Brian Message - Co-manager of Faithless, Kate Nash and Radiohead
"I'm really optimistic about the future of the music industry. It doesn't mean it's going to be easy. The gravy train of the past is gone. It was a great production line, great returns, being able to buy copyrights and own them forever. Managers used to make 20 per cent commission for no investment. We have to accept that there's going to be a new way of doing things. Flexibility is the key. There are no rules anymore. The key word is value. Free music is a valuable part of the artist proposition. If we need to get into a market where we don't have a base, we can do something with free music to stimulate interest. Let's focus on that artist-fan relationship. But there's a myriad of choices out there. There's no one model any more. It's not easy. Everybody needs to be creative and come up with what they think is the best plan for their artist. "
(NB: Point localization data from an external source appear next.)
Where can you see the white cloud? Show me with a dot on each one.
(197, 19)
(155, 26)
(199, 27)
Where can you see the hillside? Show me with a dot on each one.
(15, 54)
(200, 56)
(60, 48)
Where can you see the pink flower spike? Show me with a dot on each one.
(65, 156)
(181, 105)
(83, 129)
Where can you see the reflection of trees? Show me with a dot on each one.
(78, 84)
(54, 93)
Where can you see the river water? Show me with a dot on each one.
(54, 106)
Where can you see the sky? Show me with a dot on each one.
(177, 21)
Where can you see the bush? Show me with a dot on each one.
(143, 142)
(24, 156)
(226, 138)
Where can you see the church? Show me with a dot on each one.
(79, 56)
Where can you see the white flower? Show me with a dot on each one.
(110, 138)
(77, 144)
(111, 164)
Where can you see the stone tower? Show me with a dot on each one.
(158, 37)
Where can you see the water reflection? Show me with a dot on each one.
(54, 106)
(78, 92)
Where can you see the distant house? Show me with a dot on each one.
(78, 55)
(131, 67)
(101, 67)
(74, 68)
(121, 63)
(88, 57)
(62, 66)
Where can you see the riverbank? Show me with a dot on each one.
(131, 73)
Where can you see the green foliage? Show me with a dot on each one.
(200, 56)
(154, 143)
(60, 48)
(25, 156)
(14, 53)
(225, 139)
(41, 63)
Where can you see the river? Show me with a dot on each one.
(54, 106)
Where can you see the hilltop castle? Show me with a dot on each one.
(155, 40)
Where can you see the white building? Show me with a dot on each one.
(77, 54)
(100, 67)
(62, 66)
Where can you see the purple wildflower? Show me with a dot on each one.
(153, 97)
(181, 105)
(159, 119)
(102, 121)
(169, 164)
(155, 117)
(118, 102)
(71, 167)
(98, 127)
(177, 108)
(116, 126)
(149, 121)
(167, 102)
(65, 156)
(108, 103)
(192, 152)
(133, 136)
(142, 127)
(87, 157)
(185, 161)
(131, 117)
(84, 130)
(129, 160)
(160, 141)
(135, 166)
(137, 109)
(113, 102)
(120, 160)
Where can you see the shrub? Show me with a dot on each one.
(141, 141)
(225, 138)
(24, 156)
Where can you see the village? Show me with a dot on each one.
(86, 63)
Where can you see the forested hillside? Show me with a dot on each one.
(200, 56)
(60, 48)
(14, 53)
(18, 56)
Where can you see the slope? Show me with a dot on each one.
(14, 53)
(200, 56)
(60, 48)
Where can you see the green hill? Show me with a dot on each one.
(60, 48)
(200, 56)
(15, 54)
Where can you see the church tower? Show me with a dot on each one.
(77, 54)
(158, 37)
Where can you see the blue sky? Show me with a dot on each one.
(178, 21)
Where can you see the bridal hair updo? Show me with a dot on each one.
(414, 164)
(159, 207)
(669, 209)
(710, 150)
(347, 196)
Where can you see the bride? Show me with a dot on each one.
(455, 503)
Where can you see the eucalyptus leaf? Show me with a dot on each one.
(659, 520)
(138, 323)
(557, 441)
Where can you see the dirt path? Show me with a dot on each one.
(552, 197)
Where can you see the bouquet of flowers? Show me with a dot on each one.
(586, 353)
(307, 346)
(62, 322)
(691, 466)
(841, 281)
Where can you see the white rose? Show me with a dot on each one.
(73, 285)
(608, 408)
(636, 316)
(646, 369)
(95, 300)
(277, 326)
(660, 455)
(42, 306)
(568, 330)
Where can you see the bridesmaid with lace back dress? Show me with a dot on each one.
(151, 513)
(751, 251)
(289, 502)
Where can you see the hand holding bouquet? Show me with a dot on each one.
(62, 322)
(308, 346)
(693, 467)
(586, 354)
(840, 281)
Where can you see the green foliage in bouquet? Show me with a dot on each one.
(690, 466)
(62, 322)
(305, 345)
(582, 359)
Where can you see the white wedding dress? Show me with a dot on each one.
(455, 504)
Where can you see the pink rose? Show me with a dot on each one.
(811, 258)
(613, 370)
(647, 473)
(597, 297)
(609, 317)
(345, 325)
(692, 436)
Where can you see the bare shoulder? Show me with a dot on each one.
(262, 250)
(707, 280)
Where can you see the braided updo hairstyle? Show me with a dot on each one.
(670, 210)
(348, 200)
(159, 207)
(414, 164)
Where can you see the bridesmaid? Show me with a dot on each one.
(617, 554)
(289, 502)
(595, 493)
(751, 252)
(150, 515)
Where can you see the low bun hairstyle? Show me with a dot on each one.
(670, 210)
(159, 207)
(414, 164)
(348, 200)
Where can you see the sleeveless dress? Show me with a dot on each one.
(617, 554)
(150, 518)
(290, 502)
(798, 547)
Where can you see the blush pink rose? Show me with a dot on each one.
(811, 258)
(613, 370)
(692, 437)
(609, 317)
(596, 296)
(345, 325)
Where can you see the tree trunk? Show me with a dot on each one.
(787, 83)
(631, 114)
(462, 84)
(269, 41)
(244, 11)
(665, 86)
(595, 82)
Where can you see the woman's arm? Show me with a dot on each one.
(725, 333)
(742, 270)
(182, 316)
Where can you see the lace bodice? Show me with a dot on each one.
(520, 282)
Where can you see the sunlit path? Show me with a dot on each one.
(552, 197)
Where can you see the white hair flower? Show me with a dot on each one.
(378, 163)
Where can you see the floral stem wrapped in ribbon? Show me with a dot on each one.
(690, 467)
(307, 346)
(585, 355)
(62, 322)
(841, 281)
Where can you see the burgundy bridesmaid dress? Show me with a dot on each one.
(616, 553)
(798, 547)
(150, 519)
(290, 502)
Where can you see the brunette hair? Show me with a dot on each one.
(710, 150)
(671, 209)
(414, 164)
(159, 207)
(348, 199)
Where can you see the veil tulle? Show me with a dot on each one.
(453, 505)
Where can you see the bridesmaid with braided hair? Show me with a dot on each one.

Harvey Goldsmith - Managing director, Artiste Management Productions
"It's tough out there, nobody's denying it, but what do we do to get out of it? At MidemNet, the sister conference, the whole thing was all about the fan-artist relationship. How can new bands utilise the internet to help them break through? How does it all work for the fans? How do the fans hear about new artists and start to get involved with them? The new braves, Reverb Nation and Hot Spin, and all these new technology opportunities, basically help acts break through and help fans get to the acts. MidemNet showed the solutions are coming through. There are ways of connecting fans with new acts so everyone's gung-ho. The doom and gloom people, it's time they left and retired. Every day you wake up, somebody sends you a track to listen to or you hear about a band you go and see them live, you just get really invigorated and turned on by it. I'm working with Jeff Beck and I realise there's a whole new world out there for him. The industry needs more people to get turned on and stop moaning. I always feel there's a solution somewhere. We've got ourselves in a mess, now let's dig ourselves out of it and just get on with it. I feel we're going to have a great year."

Feargal Sharkey - CEO UK Music
"All of us have to grapple with a little thing called evolution which has a nasty habit of sweeping you aside as irrelevant should you decide not to cooperate. But the most important thing is the music. We know 63 per cent of 14- to 24-year-olds in Britain are downloading music and not paying for it but, on the upside, we also know they are passionate about music. It registers above mobile phones, game consoles, DVDs. Are young people going to suddenly stop wanting to be creative and make music? Are music fans going to stop enjoying music, wanting it as part of their lives? It's not going to happen. All the music industry ever did was provide a bridge between creators and fans. That bridge is always going to be there."

Alison Wenham - Association for Independent Music
"The British are good at internationalising their business – we only have 8 per cent of our sales in the UK. This industry has always lived with piracy. The supply chain has been disrupted by the demise of Pinnacle but the independent industry is mercurial. We don't like the duopoly, Sony and Universal, routinely controlling 80 per cent of the charts and the visibility, but I'm always hopeful. You've got to remember this industry has been going through an agonising decline for eight years. We haven't suddenly hit the buffers like the finance industry. So we are rather war-torn but we're also hardened and resourceful."